Niciński trafił do Pogoni pod skrzydła Oresta Lenczyka. To był trener, który w późniejszym etapie kariery Nicińskiego wywarł bardzo istotne piętno na jej przebieg. Lubił takich piłkarzy – poukładanych, zdyscyplinowanych, znających swoje miejsce na ziemi, chcących się uczyć i mających plan na życie.

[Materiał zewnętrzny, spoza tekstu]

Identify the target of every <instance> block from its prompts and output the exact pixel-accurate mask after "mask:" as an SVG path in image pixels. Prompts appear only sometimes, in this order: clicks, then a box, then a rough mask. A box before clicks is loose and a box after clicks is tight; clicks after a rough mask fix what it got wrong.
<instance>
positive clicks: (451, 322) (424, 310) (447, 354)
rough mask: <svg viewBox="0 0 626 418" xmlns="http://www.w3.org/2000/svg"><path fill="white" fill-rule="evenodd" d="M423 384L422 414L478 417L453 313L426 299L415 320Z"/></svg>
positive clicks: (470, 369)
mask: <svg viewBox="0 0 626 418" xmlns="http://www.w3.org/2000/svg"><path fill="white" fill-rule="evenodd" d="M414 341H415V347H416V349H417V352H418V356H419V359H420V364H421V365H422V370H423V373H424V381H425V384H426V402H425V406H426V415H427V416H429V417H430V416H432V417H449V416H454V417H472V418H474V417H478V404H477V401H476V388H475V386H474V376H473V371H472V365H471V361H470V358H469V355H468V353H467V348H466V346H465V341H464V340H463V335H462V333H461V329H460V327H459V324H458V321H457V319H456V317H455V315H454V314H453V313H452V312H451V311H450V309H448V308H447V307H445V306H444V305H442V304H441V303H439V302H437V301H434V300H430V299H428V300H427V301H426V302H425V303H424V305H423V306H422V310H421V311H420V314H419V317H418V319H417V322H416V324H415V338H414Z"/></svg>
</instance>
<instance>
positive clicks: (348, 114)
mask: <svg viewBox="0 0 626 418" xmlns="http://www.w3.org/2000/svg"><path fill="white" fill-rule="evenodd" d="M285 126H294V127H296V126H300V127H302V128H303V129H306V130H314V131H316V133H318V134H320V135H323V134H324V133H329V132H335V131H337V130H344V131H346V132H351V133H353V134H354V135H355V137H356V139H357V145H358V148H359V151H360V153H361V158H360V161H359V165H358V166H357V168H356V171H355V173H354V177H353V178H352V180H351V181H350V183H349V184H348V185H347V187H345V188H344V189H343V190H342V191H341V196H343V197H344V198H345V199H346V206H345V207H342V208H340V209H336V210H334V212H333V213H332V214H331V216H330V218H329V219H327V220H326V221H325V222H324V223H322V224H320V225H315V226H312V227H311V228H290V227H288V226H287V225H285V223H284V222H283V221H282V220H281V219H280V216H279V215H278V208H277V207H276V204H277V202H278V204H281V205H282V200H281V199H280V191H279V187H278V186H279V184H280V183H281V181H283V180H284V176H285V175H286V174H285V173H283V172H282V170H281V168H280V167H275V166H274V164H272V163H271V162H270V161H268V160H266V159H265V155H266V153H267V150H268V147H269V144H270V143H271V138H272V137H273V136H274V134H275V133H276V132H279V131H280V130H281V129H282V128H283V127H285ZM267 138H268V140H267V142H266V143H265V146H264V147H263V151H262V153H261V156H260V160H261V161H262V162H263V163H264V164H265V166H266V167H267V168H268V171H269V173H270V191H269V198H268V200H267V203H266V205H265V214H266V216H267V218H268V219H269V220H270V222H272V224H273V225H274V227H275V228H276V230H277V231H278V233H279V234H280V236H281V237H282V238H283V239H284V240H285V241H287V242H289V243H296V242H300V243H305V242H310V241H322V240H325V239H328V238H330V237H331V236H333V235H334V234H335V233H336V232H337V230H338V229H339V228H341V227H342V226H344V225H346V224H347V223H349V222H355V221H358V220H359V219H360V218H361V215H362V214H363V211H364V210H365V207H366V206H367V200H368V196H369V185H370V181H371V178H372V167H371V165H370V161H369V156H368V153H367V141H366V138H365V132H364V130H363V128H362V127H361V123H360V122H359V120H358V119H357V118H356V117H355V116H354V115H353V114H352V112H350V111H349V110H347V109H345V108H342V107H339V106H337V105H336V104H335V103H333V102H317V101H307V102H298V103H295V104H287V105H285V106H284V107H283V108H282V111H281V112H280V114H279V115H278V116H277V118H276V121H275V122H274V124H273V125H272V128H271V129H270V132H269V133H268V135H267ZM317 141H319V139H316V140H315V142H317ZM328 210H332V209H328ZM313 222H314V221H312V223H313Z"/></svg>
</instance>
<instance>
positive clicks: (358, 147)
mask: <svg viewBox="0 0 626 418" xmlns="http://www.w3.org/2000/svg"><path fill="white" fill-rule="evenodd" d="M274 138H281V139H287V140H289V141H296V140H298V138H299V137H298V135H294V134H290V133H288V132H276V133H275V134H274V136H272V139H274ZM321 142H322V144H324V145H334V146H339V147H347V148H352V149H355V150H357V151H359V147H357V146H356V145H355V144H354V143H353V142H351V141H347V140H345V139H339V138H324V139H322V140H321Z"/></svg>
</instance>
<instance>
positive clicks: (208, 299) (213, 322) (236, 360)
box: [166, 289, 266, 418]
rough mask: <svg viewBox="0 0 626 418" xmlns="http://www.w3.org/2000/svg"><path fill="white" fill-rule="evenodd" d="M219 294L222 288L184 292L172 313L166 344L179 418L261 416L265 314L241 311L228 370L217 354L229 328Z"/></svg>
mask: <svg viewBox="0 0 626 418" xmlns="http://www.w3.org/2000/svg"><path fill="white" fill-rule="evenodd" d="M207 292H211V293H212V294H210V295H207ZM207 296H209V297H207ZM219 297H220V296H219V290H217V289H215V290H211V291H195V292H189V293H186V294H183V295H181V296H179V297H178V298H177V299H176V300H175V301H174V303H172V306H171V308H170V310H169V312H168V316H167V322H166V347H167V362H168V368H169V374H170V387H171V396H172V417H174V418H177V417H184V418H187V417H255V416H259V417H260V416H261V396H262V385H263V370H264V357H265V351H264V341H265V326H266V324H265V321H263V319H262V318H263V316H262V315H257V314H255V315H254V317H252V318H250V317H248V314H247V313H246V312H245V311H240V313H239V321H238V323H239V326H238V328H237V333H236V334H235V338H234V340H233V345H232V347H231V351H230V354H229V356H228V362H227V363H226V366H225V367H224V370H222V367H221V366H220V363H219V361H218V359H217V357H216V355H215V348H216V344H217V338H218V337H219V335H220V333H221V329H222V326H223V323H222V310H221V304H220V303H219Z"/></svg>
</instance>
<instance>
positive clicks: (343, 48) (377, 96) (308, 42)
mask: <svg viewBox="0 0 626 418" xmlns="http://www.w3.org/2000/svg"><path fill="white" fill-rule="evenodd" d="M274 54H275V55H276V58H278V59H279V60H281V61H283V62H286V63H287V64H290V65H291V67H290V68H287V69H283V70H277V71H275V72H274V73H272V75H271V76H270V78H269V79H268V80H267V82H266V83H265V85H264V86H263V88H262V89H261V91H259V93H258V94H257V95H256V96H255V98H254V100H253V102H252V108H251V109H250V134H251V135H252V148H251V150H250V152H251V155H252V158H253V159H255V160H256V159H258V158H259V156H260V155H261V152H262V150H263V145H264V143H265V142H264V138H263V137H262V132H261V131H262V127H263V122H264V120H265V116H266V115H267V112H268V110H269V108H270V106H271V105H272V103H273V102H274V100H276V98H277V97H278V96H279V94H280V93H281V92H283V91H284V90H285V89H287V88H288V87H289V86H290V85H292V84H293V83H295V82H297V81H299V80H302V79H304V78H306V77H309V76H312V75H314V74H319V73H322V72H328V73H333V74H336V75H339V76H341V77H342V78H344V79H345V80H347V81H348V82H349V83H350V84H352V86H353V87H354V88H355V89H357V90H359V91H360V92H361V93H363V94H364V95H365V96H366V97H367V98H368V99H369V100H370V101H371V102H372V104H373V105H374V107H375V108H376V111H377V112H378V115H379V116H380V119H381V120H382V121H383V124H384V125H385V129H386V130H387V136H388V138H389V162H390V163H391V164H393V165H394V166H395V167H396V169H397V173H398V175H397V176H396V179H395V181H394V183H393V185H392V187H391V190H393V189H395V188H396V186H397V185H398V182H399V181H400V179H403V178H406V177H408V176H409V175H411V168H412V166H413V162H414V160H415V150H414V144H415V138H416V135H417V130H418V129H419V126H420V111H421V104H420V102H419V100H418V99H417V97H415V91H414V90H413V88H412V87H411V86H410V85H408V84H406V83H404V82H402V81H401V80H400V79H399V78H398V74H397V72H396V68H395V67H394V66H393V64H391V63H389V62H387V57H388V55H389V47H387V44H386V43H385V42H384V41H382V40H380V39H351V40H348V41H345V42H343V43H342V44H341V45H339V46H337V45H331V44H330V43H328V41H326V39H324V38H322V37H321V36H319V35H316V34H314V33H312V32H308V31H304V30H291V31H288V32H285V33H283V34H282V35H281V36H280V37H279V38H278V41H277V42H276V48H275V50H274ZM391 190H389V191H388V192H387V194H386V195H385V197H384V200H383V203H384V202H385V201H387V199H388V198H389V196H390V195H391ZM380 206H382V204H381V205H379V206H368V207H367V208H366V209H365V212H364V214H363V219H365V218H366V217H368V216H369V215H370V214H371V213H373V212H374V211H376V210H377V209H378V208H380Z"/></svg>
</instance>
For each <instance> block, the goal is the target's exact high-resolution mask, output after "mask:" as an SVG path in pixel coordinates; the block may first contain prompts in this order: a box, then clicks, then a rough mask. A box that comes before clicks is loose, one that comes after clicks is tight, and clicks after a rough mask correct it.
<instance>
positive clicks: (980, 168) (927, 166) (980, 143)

Zawsze, gdy Niciński trafiał do drużyny Oresta Lenczyka, to miał pewne miejsce w składzie.

– Z piłkarzy grających wtedy w Pogoni dziś kilku z nich jest cenionymi trenerami – dodaje A. Rynkiewicz. – Piotr Mandrysz, Marcin Kaczmarek, to też ludzie, którzy świetnie sobie radzili, jako piłkarze i obecnie jako szkoleniowcy.

Niciński pod wodzą Lenczyka zagrał w 13 meczach i strzelił zaledwie jedną bramkę. Kolejny sezon okazał się dla piłkarza ogromnym rozczarowaniem. Drużyna w teoretycznie bardzo mocnym składzie spadła z ekstraklasy. Niciński trafił do Pogoni, bo chciał się rozwijać na boiskach ekstraklasy. Okazało się, że po 1,5 roku wrócił tam, skąd przyszedł.

Następca Dymkowskiego

Występy w II lidze w barwach Pogoni nie były jednak dla Nicińskiego czasem straconym. Wręcz przeciwnie, dużo mu dały. Zespół objął trener Romuald Szukiełowicz i miał jeden poważny problem. Nie wiedział, jak wypełnić lukę po Robercie Dymkowskim, który został wypożyczony do greckiego PAOK Saloniki.

Najpierw przeprowadził z Nicińskim długą rozmowę, pytał piłkarza, na jakiej pozycji chciałby grać. Niciński 20 lat temu, to był piłkarz trochę podobny do Adama Frączczaka z obecnego okresu. Często zmieniał pozycje, grał na skrzydle, na środku pomocy, a także w ataku. Nigdzie jednak nie potrafił zagrzać miejsca na dłużej. Szukiełowicz postanowił to zmienić. Postanowił, że Niciński zostanie napastnikiem i była to doskonała decyzja.

Niciński w sezonie 1996/97 strzelił 15 goli, przyczynił się do awansu do ekstraklasy, a w kolejnym sezonie choć Szukiełowicza zastąpił Bogusław Baniak, a z Grecji wrócił Dymkowski, to Niciński pozostał na pozycji napastnika.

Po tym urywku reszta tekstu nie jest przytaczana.